The principal/independent contractor relationship is referred to as a contract for services whereas the relationship between an employer and an employee is a contractual one and often referred to as a contract of service. An independent contractor typically contracts to achieve a result, whereas an employee contracts to provide their labour (typically to enable the employer to achieve a result).
It is often self-evident whether an employer/employee or a principal/independent contractor relationship exists. On the other hand, it is sometimes difficult to discern the true character of the relationship because the intentions of the parties may be unclear or ambiguous, particularly if the terms of the contract are disputed between the parties.
In the case Re Porter: re Transport Workers Union of Australia (1989) 34 IR 179 at 184, Justice Gray stated that the parties ‘cannot create something which has every feature of a rooster, but call it a duck and insist that everybody else recognise it as a duck’. In other words, if the underlying reality of the relationship is one of employment, the parties cannot alter that fact by merely having the contract state (or have the worker acknowledge) that the worker’s status is that of an independent contractor.
What makes it confusing is that there are no statutory definitions of employment. This can make it difficult to tell the difference between an employee and a contractor. Indicative factors that point to the worker being one rather than the other are
- the amount of control exercised over the worker,
- the mode of remuneration,
- the responsibility for the provision and maintenance of tools and equipment,
- the extent of the obligation to work for an organisation, and
- the capacity of a worker to delegate work to others.
There is no set combination of factors that determine whether a worker is an employee or a contractor. An example of a ‘non-employee’ employment relationship would be owner-drivers and their principals. If problems arise and the matter ends up in court, the court will look at the whole relationship and make a decision based on how the work is performed and the type of employment relationship fostered by the parties.

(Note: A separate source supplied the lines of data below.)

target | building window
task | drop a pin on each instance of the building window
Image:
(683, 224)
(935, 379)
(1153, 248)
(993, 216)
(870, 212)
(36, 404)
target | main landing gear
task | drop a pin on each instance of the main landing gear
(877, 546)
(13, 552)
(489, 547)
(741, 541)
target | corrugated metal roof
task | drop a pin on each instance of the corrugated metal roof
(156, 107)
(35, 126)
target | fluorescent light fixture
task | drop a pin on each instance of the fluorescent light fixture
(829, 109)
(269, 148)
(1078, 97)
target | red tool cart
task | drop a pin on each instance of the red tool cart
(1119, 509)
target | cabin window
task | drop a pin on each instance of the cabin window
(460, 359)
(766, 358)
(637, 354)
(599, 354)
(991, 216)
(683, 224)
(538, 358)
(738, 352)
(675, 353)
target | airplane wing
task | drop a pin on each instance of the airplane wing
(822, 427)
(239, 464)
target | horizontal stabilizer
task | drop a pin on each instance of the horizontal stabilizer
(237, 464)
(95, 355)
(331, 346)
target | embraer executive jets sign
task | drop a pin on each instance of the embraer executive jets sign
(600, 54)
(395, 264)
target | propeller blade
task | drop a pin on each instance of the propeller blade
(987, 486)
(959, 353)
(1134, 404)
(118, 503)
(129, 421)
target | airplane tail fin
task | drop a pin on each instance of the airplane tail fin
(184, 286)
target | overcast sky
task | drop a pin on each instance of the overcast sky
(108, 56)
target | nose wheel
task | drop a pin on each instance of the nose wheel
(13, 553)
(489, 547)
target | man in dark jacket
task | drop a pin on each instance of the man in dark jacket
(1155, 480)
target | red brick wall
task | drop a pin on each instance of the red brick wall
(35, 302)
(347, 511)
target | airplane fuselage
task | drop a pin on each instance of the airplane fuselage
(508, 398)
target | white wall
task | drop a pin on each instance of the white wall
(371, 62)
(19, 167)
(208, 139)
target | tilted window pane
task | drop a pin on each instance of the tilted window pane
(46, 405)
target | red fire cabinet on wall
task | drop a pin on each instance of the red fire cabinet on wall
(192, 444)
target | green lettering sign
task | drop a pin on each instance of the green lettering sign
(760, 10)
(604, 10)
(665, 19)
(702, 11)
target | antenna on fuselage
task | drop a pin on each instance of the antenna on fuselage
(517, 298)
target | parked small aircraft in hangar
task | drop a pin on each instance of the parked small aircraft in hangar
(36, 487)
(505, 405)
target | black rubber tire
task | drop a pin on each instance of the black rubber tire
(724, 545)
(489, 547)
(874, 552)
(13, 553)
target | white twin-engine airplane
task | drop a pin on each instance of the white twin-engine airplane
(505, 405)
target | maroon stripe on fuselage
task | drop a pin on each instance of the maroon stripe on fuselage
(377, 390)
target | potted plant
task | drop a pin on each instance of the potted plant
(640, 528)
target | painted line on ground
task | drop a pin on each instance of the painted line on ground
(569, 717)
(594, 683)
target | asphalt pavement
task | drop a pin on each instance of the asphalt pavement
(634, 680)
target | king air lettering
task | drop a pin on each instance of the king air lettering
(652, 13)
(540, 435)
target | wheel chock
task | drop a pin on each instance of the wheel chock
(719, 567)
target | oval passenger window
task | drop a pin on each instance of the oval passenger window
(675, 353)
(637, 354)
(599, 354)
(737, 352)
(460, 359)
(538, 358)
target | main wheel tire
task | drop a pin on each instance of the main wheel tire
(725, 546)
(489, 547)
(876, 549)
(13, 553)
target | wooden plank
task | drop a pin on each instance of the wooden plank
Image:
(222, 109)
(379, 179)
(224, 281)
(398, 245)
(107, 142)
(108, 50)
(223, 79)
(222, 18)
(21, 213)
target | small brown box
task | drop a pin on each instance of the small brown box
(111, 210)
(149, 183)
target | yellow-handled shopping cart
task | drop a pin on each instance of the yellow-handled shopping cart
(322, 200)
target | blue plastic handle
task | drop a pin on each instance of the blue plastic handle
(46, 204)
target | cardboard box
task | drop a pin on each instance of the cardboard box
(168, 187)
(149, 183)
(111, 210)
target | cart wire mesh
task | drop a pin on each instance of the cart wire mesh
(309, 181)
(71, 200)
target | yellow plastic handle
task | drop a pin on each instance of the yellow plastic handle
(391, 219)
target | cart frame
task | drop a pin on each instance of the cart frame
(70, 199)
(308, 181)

Even though the intention of the parties will be taken into consideration, any written agreement stating the nature of a relationship as either employment or contractual will be relevant but not conclusive.
In order to clearly define the relationship with your independent contractors and ensure they are not deemed to be employees:
- Always ensure your contacts clearly spell our the nature of the relationship.
- Ensure that both parties act in a way that reflects the true nature of the relationship at all times. A case will not swing on a single factor, but allowing your contractor to demonstrate aspects of an employee relationship, will make the matter harder to defend.
- Avoid requests that any one employee perform work and wherever possible contract with corporate bodies. Allow the contractor to determine which employees should perform the work.